Omnibus Spending Bill Establishes Dangerous Precedent

Sometimes in our efforts to solve a problem, we create another hardship; often by refusing to correct the main issue.
Last week’s $1.1 trillion omnibus spending bill largely fits that description, forcing me to vote against its passage.

I certainly appreciate the bill’s avoidance of another unwanted and unnecessary federal government shutdown. Nevertheless, in its attempts to expand specific programs, the bill slashes retirement benefits for our country’s military veterans.

I find this precedent troubling of burdening veterans with Congress’ inability to address its spending problem.
For example, the cuts—which take effect December 2015—will hit more than 80 percent of all veterans, according to the Congressional Research Service. Enlisted servicemen and women may lose, at minimum, more than $70,000 over a 20-year period. Meanwhile, commissioned officers may face nearly $125,000 in lost compensation.
And, yet, Congress is OK with these cuts?
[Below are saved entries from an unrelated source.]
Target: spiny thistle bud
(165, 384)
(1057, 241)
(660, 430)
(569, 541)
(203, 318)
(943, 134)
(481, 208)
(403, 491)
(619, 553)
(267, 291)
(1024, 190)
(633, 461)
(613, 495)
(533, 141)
These servicemen and women have placed and continue to place their life in harm’s way each day to protect the freedoms and liberty we enjoy. They deserve better from the government they protect.
Some of my colleagues say Congress will fix the issue in two years before the cuts have any serious impact. While I’ll do everything I can so we follow through on this pledge, I’m skeptical whether this fight reaches the forefront again. Congress’ recent actions have shown an inability to make good on pledges not backed with tangible results.
So, I believe the time to act is now. The federal government must be more judicious with how it spends taxpayers’ hard-earned money. Rather than cutting funds for our country’s protectors, forcing Congress to act responsibly through permanent spending controls would greatly help repair its reputation among the American public.
Sadly, many congressional members have shown an unwillingness to correct our country’s spending habits. When pressed with a big decision, Congress either looks to increase taxes or capture revenue from entitlement reforms to finance more debt and deficit spending.
Congress must start with recognizing it has a spending problem that needs a permanent fix. Only then will it correct our nation’s budget problem.
On Monday, our country celebrated the life and legacy of Dr. Martin Luther King, Jr., whose mission of love, justice, and equality rings true today. Dr. King once said, “The time is always right to do what is right.”
Since his death more than 45 years ago, that statement still applies and will never change. The time is right for Congress to do what is right.